Structurally, the students recorded the podcasts in GarageBand, and this is where the "streaming" of classes we do at SLA really pays huge dividends. The students were able to learn GarageBand in their Tech Integration class which they take with the same cohort of students as they take English, History and Science. This means that Ms. Hull could work with Ms. Dunn, doing "just in time" teaching of the tool so that the kids could learn the tool because it would help them with the project they were doing. I really do believe that this kind of integrated teaching allows students to really see the transformative nature of these new tools because they experience how it changes their experience as a student across all disciplines.

And it also means that teachers who want to use these tools can know they don’t need to be the expert, because they can coordinate the teaching with Ms. Hull. I’m pretty sure that most teachers don’t want to have to stay current on progressive pedagogy, content area materials and learn every single tool the kids might need. Knowing that they can be conversant in, for example, GarageBand without having to know it well enough to teach it means that you can assign podcasting projects more easily. Reducing the teacher fear-factor is a huge piece of the puzzle.
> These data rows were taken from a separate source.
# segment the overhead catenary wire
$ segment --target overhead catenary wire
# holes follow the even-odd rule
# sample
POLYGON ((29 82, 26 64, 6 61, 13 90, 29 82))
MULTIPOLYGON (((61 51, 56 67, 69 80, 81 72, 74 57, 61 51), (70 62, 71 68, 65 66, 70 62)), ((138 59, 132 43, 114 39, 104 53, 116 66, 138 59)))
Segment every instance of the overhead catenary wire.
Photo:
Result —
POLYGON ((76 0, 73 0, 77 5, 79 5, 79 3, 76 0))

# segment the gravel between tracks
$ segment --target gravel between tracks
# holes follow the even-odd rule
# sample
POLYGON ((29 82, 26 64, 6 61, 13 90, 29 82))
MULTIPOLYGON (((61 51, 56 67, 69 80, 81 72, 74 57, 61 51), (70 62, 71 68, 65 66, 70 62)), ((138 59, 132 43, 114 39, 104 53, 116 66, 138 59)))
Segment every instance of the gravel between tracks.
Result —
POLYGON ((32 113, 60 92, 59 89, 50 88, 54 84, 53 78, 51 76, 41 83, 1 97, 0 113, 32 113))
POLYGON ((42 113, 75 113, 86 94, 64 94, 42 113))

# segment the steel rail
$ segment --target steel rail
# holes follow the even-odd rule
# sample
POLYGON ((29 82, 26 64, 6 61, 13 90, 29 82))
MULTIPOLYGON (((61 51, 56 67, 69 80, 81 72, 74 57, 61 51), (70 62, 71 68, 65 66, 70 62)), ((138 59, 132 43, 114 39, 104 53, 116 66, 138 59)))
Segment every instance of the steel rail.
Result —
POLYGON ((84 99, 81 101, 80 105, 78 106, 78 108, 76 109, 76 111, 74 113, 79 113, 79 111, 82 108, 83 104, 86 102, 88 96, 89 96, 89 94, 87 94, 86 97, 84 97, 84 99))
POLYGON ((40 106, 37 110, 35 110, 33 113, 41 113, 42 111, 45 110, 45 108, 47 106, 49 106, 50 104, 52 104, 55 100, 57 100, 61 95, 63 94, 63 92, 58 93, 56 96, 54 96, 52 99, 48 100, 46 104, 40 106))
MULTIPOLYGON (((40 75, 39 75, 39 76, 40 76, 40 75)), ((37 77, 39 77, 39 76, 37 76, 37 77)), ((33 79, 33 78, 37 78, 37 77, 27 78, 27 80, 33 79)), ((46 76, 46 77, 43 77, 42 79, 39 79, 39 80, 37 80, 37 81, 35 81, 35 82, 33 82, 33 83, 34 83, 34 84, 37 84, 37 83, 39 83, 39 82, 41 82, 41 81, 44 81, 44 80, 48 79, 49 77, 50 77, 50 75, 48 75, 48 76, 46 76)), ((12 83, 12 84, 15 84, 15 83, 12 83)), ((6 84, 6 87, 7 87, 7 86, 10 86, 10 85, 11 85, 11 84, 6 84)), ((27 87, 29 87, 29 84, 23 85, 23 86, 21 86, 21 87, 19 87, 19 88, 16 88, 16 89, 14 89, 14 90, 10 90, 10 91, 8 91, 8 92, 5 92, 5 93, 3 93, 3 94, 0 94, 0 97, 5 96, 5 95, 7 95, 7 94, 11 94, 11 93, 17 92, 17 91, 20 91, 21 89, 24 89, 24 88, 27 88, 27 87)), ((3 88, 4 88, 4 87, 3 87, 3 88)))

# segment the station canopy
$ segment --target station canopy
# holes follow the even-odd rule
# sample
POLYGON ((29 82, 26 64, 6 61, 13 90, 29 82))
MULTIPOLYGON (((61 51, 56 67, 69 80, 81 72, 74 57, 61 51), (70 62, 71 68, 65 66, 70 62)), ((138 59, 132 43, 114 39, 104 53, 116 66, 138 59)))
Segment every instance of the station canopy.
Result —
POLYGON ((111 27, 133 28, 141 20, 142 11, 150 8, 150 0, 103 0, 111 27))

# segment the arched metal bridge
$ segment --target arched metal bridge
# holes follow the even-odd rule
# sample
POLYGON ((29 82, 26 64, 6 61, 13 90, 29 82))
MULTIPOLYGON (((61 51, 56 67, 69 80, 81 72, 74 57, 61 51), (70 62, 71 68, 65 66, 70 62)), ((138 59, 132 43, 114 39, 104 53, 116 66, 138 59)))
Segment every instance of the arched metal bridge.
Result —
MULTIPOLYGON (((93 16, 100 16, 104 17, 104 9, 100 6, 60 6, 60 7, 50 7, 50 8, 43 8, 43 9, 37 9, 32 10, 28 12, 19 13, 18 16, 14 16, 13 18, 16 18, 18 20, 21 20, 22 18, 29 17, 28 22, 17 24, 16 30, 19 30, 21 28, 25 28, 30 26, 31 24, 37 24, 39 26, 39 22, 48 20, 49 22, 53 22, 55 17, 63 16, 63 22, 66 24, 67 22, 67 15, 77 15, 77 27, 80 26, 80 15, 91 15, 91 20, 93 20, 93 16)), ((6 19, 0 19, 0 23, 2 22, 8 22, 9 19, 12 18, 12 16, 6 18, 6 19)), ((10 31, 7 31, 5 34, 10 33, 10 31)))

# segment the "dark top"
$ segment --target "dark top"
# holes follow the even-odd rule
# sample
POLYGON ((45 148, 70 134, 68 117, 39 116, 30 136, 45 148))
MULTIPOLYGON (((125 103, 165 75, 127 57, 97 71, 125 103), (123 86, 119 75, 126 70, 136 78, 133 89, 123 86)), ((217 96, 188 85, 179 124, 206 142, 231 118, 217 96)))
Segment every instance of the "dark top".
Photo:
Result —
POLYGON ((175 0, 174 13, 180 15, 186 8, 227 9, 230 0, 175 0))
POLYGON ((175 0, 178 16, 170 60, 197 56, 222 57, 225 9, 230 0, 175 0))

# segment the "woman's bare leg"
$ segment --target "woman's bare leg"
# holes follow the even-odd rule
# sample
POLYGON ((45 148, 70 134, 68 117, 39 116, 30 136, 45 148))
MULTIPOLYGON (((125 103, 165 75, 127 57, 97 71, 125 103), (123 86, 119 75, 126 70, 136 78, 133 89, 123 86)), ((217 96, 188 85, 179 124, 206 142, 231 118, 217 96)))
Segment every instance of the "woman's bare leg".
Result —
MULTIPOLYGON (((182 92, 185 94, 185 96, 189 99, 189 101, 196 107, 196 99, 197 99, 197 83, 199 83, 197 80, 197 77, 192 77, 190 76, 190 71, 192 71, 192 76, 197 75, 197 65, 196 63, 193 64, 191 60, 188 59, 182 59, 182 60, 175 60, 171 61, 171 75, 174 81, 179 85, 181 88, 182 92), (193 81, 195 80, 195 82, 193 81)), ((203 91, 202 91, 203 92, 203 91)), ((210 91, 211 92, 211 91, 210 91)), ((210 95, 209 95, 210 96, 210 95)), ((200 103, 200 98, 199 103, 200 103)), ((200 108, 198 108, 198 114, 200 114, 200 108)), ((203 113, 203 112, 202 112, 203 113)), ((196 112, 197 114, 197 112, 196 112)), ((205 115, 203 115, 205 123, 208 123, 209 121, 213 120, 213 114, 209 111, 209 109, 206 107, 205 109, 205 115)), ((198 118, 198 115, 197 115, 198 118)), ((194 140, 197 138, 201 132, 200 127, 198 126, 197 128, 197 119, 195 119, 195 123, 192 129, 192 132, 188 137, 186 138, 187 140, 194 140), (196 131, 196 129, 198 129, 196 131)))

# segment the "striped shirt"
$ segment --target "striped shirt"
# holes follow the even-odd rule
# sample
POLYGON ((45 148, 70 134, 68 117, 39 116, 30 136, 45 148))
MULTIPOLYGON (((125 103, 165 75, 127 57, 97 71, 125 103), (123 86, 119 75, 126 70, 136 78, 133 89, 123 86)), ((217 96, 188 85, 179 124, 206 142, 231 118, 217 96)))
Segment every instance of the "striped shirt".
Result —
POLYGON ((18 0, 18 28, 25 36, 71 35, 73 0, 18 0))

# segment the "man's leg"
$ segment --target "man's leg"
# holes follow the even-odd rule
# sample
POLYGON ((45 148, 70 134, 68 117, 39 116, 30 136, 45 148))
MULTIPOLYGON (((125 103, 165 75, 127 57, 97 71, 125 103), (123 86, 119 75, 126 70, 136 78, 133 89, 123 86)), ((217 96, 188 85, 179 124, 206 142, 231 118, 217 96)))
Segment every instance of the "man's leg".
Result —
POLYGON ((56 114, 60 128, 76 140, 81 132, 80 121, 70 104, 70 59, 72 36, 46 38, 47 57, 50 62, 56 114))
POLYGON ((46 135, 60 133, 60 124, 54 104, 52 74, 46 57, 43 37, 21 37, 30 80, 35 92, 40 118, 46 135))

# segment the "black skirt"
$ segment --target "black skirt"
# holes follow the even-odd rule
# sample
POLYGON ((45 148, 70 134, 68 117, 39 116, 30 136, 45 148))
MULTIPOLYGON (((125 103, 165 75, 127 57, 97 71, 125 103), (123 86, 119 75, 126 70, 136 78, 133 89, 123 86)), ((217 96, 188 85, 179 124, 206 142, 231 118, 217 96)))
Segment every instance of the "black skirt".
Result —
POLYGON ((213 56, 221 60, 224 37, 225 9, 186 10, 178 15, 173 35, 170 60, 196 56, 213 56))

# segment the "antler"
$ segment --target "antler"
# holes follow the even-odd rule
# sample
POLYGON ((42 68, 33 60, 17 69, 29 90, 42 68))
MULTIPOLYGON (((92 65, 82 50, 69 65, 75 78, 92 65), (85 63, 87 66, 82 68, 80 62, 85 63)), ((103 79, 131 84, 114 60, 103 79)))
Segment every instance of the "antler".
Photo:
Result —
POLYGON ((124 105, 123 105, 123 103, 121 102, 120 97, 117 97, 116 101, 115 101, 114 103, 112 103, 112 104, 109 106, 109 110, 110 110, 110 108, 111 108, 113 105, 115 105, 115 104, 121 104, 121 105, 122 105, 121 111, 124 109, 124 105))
And you’ll see, there are still glitches. Elgg does not pull up the in-browser media player for m4a enhanced podcasts, so we had to fiddle around for a while with GarageBand and iTunes before we figured out how to export from GarageBand to iTunes and then modify the settings in iTunes so that iTunes could convert the file to an mp3. Unfortunately, one whole class had posted the final podcasts before we got good at that, so some of the files have to be downloaded, rather than played over the web.

We’re also finding that Elgg has some real limitations for a school setting. It’s, well, clunky, and it’s not as easy to set up the kinds of monitoring tools we want. For example, the link I posted doesn’t contain every podcast, it just has all the most recent posts. You’d have to do a search for the keyword "podcast" to find all the rest, and even then, it’d pull up the name of users who have podcasts, not the posts themselves. Frustrating. Now that being said, the barrier to entry with Elgg is low enough that we’re able to get everyone up and running with it quickly, so there’s a lot to be said for that. But it doesn’t quite seem to be the killer app yet.

More importantly, the kids’ voices are up… comments are off while we configure the spam-filter for elgg, so if you want to leave kids messages, please do so here, and I promise to pass them along. Give a listen. There are some amazing stories there.